How to Fix Your Business in Seven Days

Your business is struggling. You are not sure what the problem is. Everything you look at is okay, but not great.

You have made suggestions in the past, some of which have been followed, others ignored. There has been some improvement here and there but nothing substantial. You know what it feels like when your business is in a groove. Your business is not in a groove.

What do you do?

Here’s an idea I got from John Forde, the copywriter, with some post-conversation embellishments of my own.

John’s idea is to makeover you business in seven days. John points out that there is genius in limiting the change to 7 days because it forces you to pay close attention to the most important things.

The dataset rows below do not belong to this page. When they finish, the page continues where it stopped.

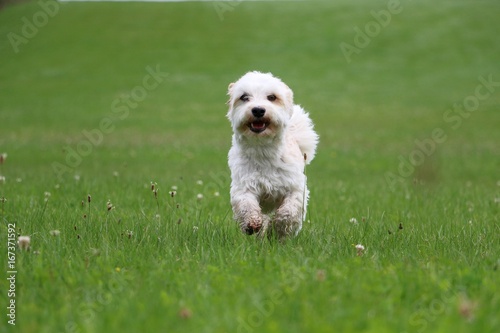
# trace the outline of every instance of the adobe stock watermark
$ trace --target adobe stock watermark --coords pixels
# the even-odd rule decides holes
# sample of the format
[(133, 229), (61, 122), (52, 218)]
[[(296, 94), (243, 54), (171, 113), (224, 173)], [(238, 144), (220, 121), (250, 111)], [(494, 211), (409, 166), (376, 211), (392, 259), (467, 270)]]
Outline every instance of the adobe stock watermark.
[(224, 21), (224, 13), (232, 12), (236, 6), (242, 3), (244, 0), (226, 0), (226, 1), (214, 1), (213, 6), (219, 20)]
[(21, 18), (23, 26), (20, 34), (15, 32), (9, 32), (7, 34), (7, 39), (9, 40), (14, 53), (19, 53), (19, 47), (23, 44), (28, 44), (31, 39), (36, 37), (40, 29), (49, 23), (49, 19), (59, 13), (60, 5), (56, 0), (39, 0), (37, 3), (40, 9), (33, 14), (31, 19), (26, 16)]
[[(295, 292), (302, 281), (304, 281), (305, 276), (297, 268), (291, 270), (285, 279), (285, 285), (287, 285), (292, 292)], [(260, 303), (254, 304), (255, 309), (250, 311), (245, 318), (238, 318), (238, 328), (237, 333), (252, 333), (258, 332), (258, 327), (264, 324), (264, 321), (271, 317), (276, 311), (276, 308), (284, 304), (287, 300), (286, 294), (281, 289), (273, 290), (268, 298)]]
[(427, 158), (436, 152), (437, 147), (448, 139), (447, 130), (456, 131), (459, 129), (464, 119), (468, 119), (479, 109), (481, 102), (487, 100), (500, 87), (500, 81), (494, 81), (492, 74), (487, 78), (480, 76), (478, 81), (479, 84), (476, 85), (473, 94), (444, 111), (443, 121), (448, 128), (434, 128), (427, 138), (414, 141), (416, 148), (407, 156), (398, 156), (397, 174), (393, 172), (386, 172), (385, 174), (385, 181), (391, 191), (395, 191), (396, 184), (404, 183), (405, 179), (411, 177), (415, 172), (415, 168), (421, 166)]
[[(411, 0), (408, 0), (411, 1)], [(370, 15), (374, 20), (365, 24), (362, 30), (358, 26), (354, 26), (353, 44), (342, 42), (339, 44), (340, 50), (344, 55), (348, 64), (351, 63), (351, 57), (354, 54), (360, 54), (361, 50), (370, 45), (373, 38), (377, 37), (382, 29), (386, 28), (392, 21), (394, 15), (400, 14), (403, 11), (403, 6), (399, 0), (389, 0), (386, 9), (379, 11), (372, 10)]]
[(98, 127), (91, 130), (84, 129), (82, 131), (84, 139), (74, 146), (63, 147), (66, 153), (64, 163), (52, 163), (52, 169), (60, 182), (63, 181), (64, 174), (71, 173), (83, 162), (84, 157), (92, 153), (94, 147), (102, 144), (104, 136), (115, 130), (118, 121), (128, 118), (130, 110), (136, 109), (139, 103), (144, 101), (151, 91), (158, 88), (168, 76), (168, 73), (160, 70), (160, 65), (156, 65), (155, 68), (147, 66), (146, 72), (141, 85), (135, 86), (129, 94), (111, 102), (111, 113), (100, 120)]

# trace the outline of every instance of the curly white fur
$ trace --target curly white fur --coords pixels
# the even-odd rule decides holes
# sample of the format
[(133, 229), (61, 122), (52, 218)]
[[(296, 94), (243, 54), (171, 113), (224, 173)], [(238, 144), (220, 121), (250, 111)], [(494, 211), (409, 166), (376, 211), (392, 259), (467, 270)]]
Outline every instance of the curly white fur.
[(319, 139), (313, 123), (270, 73), (249, 72), (228, 90), (234, 218), (247, 234), (271, 227), (280, 238), (296, 235), (309, 198), (304, 167)]

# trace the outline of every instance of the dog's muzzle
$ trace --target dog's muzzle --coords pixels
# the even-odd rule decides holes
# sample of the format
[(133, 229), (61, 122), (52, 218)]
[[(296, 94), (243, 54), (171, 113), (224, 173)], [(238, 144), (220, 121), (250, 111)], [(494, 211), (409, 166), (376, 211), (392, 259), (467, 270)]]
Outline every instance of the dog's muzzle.
[(252, 115), (255, 117), (254, 120), (250, 121), (248, 127), (254, 133), (264, 132), (269, 125), (269, 122), (266, 119), (262, 119), (266, 114), (266, 109), (262, 107), (254, 107), (252, 109)]

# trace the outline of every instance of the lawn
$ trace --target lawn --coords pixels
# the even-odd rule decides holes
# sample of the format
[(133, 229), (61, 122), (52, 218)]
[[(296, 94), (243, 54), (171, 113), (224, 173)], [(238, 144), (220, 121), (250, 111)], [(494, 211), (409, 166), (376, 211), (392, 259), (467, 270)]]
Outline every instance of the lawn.
[[(498, 17), (495, 0), (4, 6), (0, 331), (500, 331)], [(320, 135), (283, 243), (231, 216), (226, 91), (249, 70)]]

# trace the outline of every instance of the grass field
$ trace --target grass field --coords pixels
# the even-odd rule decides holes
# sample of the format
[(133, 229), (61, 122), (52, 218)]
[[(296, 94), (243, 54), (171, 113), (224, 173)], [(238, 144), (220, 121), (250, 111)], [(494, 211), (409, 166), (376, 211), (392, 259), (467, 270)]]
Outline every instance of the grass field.
[[(0, 10), (1, 332), (500, 331), (498, 1), (43, 1)], [(284, 243), (229, 205), (254, 69), (321, 138)]]

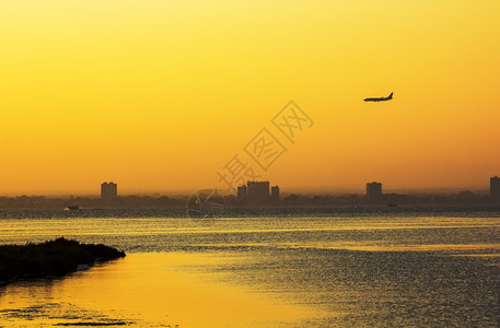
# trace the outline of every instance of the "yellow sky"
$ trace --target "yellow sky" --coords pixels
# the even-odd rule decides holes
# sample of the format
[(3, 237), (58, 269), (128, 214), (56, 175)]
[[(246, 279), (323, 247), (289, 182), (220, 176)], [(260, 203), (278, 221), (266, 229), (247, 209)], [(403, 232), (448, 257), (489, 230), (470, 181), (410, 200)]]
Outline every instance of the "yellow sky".
[[(497, 0), (0, 2), (0, 195), (487, 188), (500, 174)], [(387, 103), (364, 103), (386, 96)], [(292, 144), (270, 119), (314, 120)], [(287, 148), (264, 172), (243, 148)]]

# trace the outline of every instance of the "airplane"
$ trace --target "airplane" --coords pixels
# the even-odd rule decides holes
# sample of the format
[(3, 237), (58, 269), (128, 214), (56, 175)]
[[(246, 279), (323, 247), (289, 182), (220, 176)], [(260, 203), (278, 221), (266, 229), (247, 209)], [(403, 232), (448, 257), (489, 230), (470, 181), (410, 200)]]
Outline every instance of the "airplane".
[(392, 92), (392, 93), (388, 95), (388, 97), (364, 98), (364, 101), (365, 101), (365, 102), (376, 102), (376, 103), (379, 103), (379, 102), (387, 102), (387, 101), (391, 101), (391, 99), (393, 98), (393, 93), (394, 93), (394, 92)]

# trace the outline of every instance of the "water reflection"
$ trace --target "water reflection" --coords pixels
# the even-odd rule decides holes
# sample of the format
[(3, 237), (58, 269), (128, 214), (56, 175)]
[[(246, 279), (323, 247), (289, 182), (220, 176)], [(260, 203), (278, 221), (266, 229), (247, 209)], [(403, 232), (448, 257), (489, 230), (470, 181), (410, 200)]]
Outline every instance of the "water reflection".
[(0, 289), (9, 326), (499, 327), (499, 218), (0, 220), (128, 256)]

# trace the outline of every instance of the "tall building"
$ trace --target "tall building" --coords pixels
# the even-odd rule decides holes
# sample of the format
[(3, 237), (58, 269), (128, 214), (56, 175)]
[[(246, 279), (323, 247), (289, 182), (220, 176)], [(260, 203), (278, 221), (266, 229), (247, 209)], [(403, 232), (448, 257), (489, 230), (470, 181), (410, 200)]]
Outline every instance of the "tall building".
[(368, 201), (379, 201), (382, 199), (382, 184), (381, 183), (371, 183), (367, 184), (367, 200)]
[(269, 181), (247, 181), (246, 200), (249, 203), (267, 203), (269, 201)]
[(500, 202), (500, 177), (493, 176), (489, 179), (489, 195), (491, 200)]
[(279, 187), (278, 185), (271, 187), (271, 201), (279, 202)]
[(246, 200), (246, 186), (245, 185), (237, 186), (237, 200), (239, 201)]
[(117, 187), (114, 183), (102, 183), (101, 184), (101, 199), (104, 200), (106, 207), (111, 207), (115, 203), (118, 198)]

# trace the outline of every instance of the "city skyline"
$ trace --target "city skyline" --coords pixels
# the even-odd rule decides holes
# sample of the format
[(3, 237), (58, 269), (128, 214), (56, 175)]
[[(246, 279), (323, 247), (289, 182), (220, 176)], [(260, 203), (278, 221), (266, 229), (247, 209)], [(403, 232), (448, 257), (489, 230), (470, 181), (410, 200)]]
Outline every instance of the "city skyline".
[[(500, 171), (498, 1), (127, 3), (0, 4), (0, 195), (223, 189), (235, 154), (296, 190)], [(271, 122), (291, 99), (314, 121), (293, 140)], [(282, 149), (259, 165), (263, 129)]]

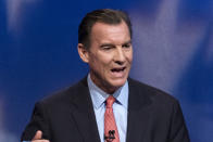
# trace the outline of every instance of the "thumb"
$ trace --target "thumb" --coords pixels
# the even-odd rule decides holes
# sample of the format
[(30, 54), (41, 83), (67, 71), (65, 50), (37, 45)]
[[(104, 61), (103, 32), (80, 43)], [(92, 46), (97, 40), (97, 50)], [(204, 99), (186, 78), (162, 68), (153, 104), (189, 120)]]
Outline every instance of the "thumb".
[(38, 130), (33, 140), (41, 140), (42, 139), (42, 131)]

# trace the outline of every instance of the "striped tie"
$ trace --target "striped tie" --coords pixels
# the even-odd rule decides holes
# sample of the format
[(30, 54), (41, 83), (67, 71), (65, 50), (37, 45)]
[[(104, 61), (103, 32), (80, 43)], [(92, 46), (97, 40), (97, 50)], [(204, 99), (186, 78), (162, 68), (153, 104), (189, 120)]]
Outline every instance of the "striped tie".
[(106, 99), (106, 108), (104, 114), (104, 142), (120, 142), (120, 134), (112, 108), (114, 101), (115, 99), (112, 95)]

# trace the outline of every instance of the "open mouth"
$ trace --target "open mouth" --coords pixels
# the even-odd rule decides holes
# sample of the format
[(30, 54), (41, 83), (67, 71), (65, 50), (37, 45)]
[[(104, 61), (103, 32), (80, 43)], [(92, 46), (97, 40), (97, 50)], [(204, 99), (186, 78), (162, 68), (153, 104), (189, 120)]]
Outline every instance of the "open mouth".
[(112, 73), (121, 73), (121, 72), (124, 72), (126, 67), (117, 67), (117, 68), (113, 68), (111, 69)]

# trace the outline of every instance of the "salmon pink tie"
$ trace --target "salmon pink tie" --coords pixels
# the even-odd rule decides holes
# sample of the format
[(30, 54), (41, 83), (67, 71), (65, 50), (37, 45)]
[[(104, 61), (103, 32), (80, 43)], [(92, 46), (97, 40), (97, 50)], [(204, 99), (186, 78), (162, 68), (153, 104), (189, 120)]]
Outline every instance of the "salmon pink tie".
[(117, 131), (112, 105), (115, 98), (110, 95), (106, 99), (106, 107), (104, 114), (104, 142), (120, 142), (120, 134)]

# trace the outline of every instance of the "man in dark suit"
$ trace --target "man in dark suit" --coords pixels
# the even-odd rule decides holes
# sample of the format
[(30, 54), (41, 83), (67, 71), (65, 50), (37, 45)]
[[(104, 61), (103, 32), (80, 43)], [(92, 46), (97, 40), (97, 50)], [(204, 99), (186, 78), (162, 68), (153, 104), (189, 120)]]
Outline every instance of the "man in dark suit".
[[(89, 64), (88, 76), (39, 101), (22, 141), (189, 142), (178, 102), (128, 78), (131, 24), (124, 12), (103, 9), (88, 13), (78, 28), (78, 53)], [(106, 107), (111, 96), (113, 104)], [(110, 122), (108, 108), (113, 109)], [(106, 124), (113, 124), (110, 135), (105, 134)]]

The model for the 7 day business, John suggested, are the reality shows where some expert comes into some situation – a house in need of repair, a love affair gone wrong, a hair saloon in decline – and fixes it.

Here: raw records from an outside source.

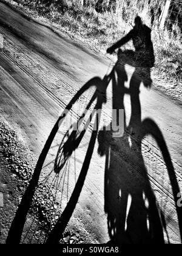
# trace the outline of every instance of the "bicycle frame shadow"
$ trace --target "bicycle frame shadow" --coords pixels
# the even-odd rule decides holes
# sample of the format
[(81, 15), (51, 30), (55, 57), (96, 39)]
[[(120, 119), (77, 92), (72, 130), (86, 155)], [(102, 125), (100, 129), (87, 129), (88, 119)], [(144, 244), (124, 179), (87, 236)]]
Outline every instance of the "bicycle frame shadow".
[[(106, 85), (106, 83), (107, 84)], [(81, 96), (84, 91), (92, 87), (95, 87), (96, 90), (87, 105), (87, 108), (89, 108), (89, 106), (90, 106), (95, 99), (97, 99), (97, 103), (95, 106), (95, 109), (101, 109), (103, 103), (104, 103), (106, 101), (106, 85), (107, 85), (107, 84), (108, 81), (106, 77), (106, 80), (104, 80), (104, 79), (102, 80), (98, 77), (92, 79), (86, 84), (85, 84), (82, 87), (82, 88), (75, 94), (72, 100), (66, 107), (65, 110), (58, 118), (39, 155), (36, 166), (33, 172), (33, 176), (24, 196), (22, 196), (21, 202), (18, 207), (18, 209), (16, 211), (15, 216), (13, 220), (8, 232), (8, 236), (6, 240), (7, 244), (19, 244), (21, 242), (21, 236), (26, 221), (26, 218), (29, 210), (31, 206), (31, 204), (32, 203), (35, 190), (38, 185), (40, 174), (44, 161), (48, 152), (51, 148), (53, 140), (59, 130), (59, 127), (61, 126), (61, 123), (64, 120), (64, 118), (66, 117), (69, 110), (70, 110), (72, 105), (77, 101), (79, 96)], [(67, 204), (67, 205), (66, 206), (64, 211), (62, 213), (61, 216), (58, 222), (58, 224), (55, 226), (53, 230), (51, 232), (52, 235), (50, 235), (47, 241), (48, 243), (51, 241), (52, 241), (53, 243), (56, 243), (56, 242), (58, 243), (59, 243), (59, 241), (61, 237), (61, 235), (63, 233), (75, 209), (90, 165), (95, 143), (97, 137), (99, 122), (99, 120), (98, 119), (98, 116), (96, 116), (95, 124), (96, 129), (92, 132), (91, 139), (88, 147), (88, 150), (86, 153), (86, 158), (84, 161), (83, 165), (82, 166), (81, 171), (76, 182), (75, 188), (73, 190), (72, 195), (71, 196), (70, 199)], [(80, 135), (81, 138), (83, 137), (84, 132), (85, 131), (83, 131), (83, 132)], [(59, 168), (60, 168), (60, 166)], [(55, 172), (58, 172), (59, 171), (59, 169), (58, 169), (58, 168), (56, 168), (55, 171)]]
[[(119, 52), (121, 54), (123, 54)], [(123, 107), (124, 110), (124, 96), (129, 94), (130, 122), (127, 126), (124, 117), (124, 132), (119, 138), (113, 137), (112, 132), (108, 131), (106, 127), (98, 135), (98, 153), (106, 157), (104, 210), (107, 215), (110, 243), (163, 244), (164, 230), (170, 243), (165, 216), (158, 205), (142, 153), (143, 140), (147, 135), (152, 136), (161, 152), (167, 168), (181, 238), (182, 209), (177, 205), (180, 189), (169, 149), (157, 124), (150, 118), (141, 120), (140, 87), (141, 82), (146, 87), (150, 87), (150, 69), (146, 70), (146, 79), (142, 79), (138, 76), (140, 68), (136, 68), (129, 88), (127, 89), (124, 87), (125, 75), (123, 76), (124, 64), (119, 62), (118, 66), (118, 70), (116, 67), (118, 82), (113, 79), (113, 108)]]
[[(120, 54), (120, 52), (119, 52)], [(119, 56), (119, 55), (118, 55)], [(119, 57), (118, 57), (119, 59)], [(119, 63), (120, 64), (120, 63)], [(160, 149), (162, 152), (163, 158), (166, 163), (168, 175), (171, 183), (172, 188), (172, 193), (175, 202), (175, 207), (178, 218), (178, 224), (180, 226), (180, 235), (181, 236), (182, 230), (182, 222), (181, 222), (181, 209), (177, 206), (177, 194), (180, 192), (180, 187), (177, 180), (177, 177), (175, 173), (175, 170), (173, 166), (171, 157), (167, 149), (166, 141), (163, 136), (163, 134), (160, 129), (158, 127), (155, 123), (150, 119), (147, 119), (141, 122), (141, 108), (139, 98), (139, 88), (141, 82), (141, 80), (139, 80), (136, 84), (135, 75), (136, 72), (138, 71), (137, 69), (132, 76), (131, 82), (130, 84), (130, 88), (127, 89), (124, 87), (124, 82), (127, 80), (127, 76), (124, 71), (124, 64), (123, 64), (121, 72), (121, 65), (120, 69), (117, 70), (116, 66), (115, 66), (113, 70), (118, 73), (118, 81), (116, 80), (114, 72), (110, 74), (113, 80), (113, 109), (124, 109), (124, 96), (125, 94), (129, 94), (131, 98), (131, 105), (132, 105), (132, 115), (130, 121), (129, 127), (126, 126), (126, 118), (124, 115), (124, 134), (121, 138), (117, 138), (116, 141), (113, 141), (113, 138), (110, 138), (110, 136), (107, 136), (106, 140), (107, 145), (104, 146), (106, 141), (103, 141), (103, 132), (99, 133), (99, 147), (98, 149), (99, 154), (101, 155), (104, 154), (106, 156), (106, 169), (105, 169), (105, 212), (107, 214), (108, 216), (108, 230), (109, 234), (111, 240), (113, 243), (136, 243), (138, 241), (138, 238), (137, 236), (137, 230), (136, 231), (136, 227), (132, 224), (132, 218), (135, 216), (136, 213), (136, 207), (131, 208), (130, 212), (129, 218), (127, 219), (128, 226), (130, 227), (128, 228), (127, 230), (125, 230), (125, 224), (127, 215), (127, 200), (128, 199), (129, 194), (132, 194), (133, 197), (136, 199), (137, 203), (136, 206), (139, 205), (139, 202), (142, 205), (141, 210), (142, 212), (146, 211), (144, 208), (144, 199), (142, 197), (141, 190), (145, 191), (146, 195), (149, 199), (150, 203), (150, 208), (148, 209), (149, 215), (151, 216), (151, 223), (154, 224), (156, 228), (155, 232), (155, 239), (151, 238), (151, 234), (149, 235), (149, 230), (147, 229), (146, 226), (146, 215), (143, 215), (142, 217), (139, 218), (138, 224), (141, 224), (144, 227), (144, 232), (142, 233), (142, 236), (144, 238), (144, 240), (147, 243), (164, 243), (164, 237), (163, 234), (163, 229), (166, 229), (166, 224), (165, 223), (165, 219), (163, 216), (162, 213), (158, 213), (158, 208), (156, 204), (156, 199), (153, 193), (152, 189), (149, 183), (149, 179), (147, 175), (146, 168), (145, 166), (144, 160), (141, 154), (141, 144), (142, 140), (147, 135), (152, 135), (155, 139)], [(148, 73), (147, 83), (151, 83), (150, 73)], [(8, 237), (6, 243), (7, 244), (17, 244), (21, 242), (21, 236), (23, 232), (24, 226), (25, 222), (26, 217), (28, 214), (29, 210), (31, 206), (31, 204), (33, 201), (33, 196), (35, 192), (36, 188), (38, 185), (38, 182), (40, 177), (41, 172), (46, 160), (46, 156), (52, 144), (53, 141), (59, 130), (60, 125), (63, 121), (65, 115), (67, 115), (67, 112), (70, 110), (72, 105), (76, 101), (80, 96), (81, 96), (86, 90), (90, 88), (91, 87), (95, 87), (96, 88), (95, 93), (93, 94), (90, 101), (87, 105), (87, 108), (89, 108), (90, 104), (94, 101), (95, 99), (98, 99), (97, 103), (95, 106), (95, 109), (102, 109), (103, 104), (105, 102), (105, 93), (106, 87), (109, 83), (109, 80), (106, 77), (103, 80), (99, 77), (95, 77), (89, 81), (76, 94), (73, 99), (67, 105), (66, 108), (67, 112), (63, 112), (61, 116), (58, 119), (54, 127), (53, 128), (46, 144), (42, 149), (41, 154), (38, 160), (36, 166), (34, 170), (33, 177), (30, 180), (30, 182), (26, 190), (25, 194), (24, 194), (21, 200), (21, 204), (18, 207), (18, 209), (16, 213), (16, 215), (12, 222), (11, 227), (10, 229)], [(76, 205), (78, 202), (80, 193), (82, 191), (85, 179), (89, 170), (90, 160), (92, 159), (93, 149), (95, 148), (95, 142), (98, 138), (98, 124), (99, 121), (96, 119), (95, 120), (95, 123), (96, 124), (96, 129), (92, 133), (91, 139), (88, 145), (88, 149), (86, 152), (86, 157), (84, 158), (81, 170), (74, 188), (73, 191), (71, 195), (70, 200), (69, 201), (64, 210), (62, 213), (60, 218), (58, 222), (55, 224), (53, 229), (50, 232), (46, 243), (47, 244), (58, 244), (59, 243), (60, 239), (62, 237), (62, 233), (73, 214), (73, 212), (75, 208)], [(79, 140), (81, 140), (84, 135), (84, 132), (80, 135)], [(127, 141), (129, 138), (129, 134), (131, 138), (132, 144), (135, 145), (132, 149), (129, 146), (128, 141)], [(75, 140), (74, 136), (73, 137), (73, 148), (78, 146), (77, 142)], [(74, 145), (74, 141), (75, 144)], [(78, 143), (79, 144), (79, 142)], [(113, 151), (113, 155), (109, 155), (109, 151), (108, 145), (111, 149), (112, 152), (112, 148), (114, 148)], [(122, 172), (121, 169), (116, 170), (116, 176), (119, 178), (117, 180), (115, 180), (115, 173), (114, 173), (114, 168), (112, 165), (115, 165), (115, 163), (119, 161), (121, 161), (120, 158), (115, 159), (114, 157), (114, 154), (116, 151), (118, 152), (121, 152), (123, 154), (123, 148), (121, 149), (121, 145), (124, 148), (124, 151), (126, 152), (126, 156), (132, 158), (133, 157), (133, 152), (138, 152), (136, 153), (138, 160), (141, 162), (140, 166), (141, 166), (140, 174), (144, 177), (146, 183), (144, 183), (144, 187), (141, 188), (141, 190), (140, 191), (140, 193), (138, 190), (136, 190), (135, 187), (136, 184), (135, 182), (132, 182), (130, 184), (131, 187), (128, 189), (126, 188), (126, 185), (124, 184), (124, 196), (121, 196), (121, 201), (119, 202), (117, 197), (120, 196), (120, 189), (122, 188), (121, 185), (121, 180), (122, 178), (125, 178), (126, 176), (128, 176), (128, 174), (126, 174), (124, 171), (124, 165), (122, 168)], [(110, 159), (110, 165), (109, 164), (109, 160)], [(58, 159), (56, 159), (56, 162)], [(55, 171), (59, 172), (61, 166), (55, 166)], [(108, 181), (112, 181), (114, 180), (115, 186), (111, 187), (108, 186)], [(118, 188), (120, 188), (118, 189)], [(132, 191), (132, 189), (133, 190)], [(140, 190), (140, 189), (139, 189)], [(136, 193), (135, 193), (136, 192)], [(117, 196), (116, 196), (117, 195)], [(132, 198), (133, 198), (132, 197)], [(121, 199), (120, 199), (120, 201)], [(146, 213), (145, 213), (146, 214)], [(161, 222), (161, 219), (163, 219)], [(135, 229), (133, 229), (133, 227)], [(131, 237), (130, 230), (132, 231), (132, 236), (133, 232), (136, 231), (136, 235), (134, 236), (134, 238)], [(166, 229), (165, 229), (166, 230)], [(113, 230), (116, 230), (113, 233)], [(138, 237), (141, 238), (140, 236)], [(145, 240), (145, 237), (147, 238)]]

I thought it would be fun to explain this idea using one such show I’ve seen and enjoy: Hell’s Kitchen – in which Gordon Ramsay, the celebrity chef, spends a week in a troubled restaurant and completely revamps the place in that short amount time. Then do the same thing with your business.

What does Gordon Ramsay do?

He observes closely and makes assessments and then he changes things – dramatically. He focuses on the three most important aspects of any business. I call them “the three P’s.” They are the key people who run the business, the products the business makes and the processes involved in producing and selling the product.

Ramsay observes the manager, the cooks and the wait people. He figures out who are really good and who are really bad. Then he does his best to get rid of or redeploy the mediocre people. He then applies the same approach to the products – the menu of dishes they serve. Out with the bad stuff and improve on the good stuff. He then observes how the kitchen and the dining room operate – the efficiency and effectiveness of everything that is done. And he makes dramatic changes.

As John said, ‘What’s great about this kind of seven-days-or-bust approach is that it forces decisions that are usually stuck in limbo (e.g. Keep this franchise or kill it and move on?), waiting for the “one great package”… the “one great offer”… etc. that’s supposed to turn everything around.”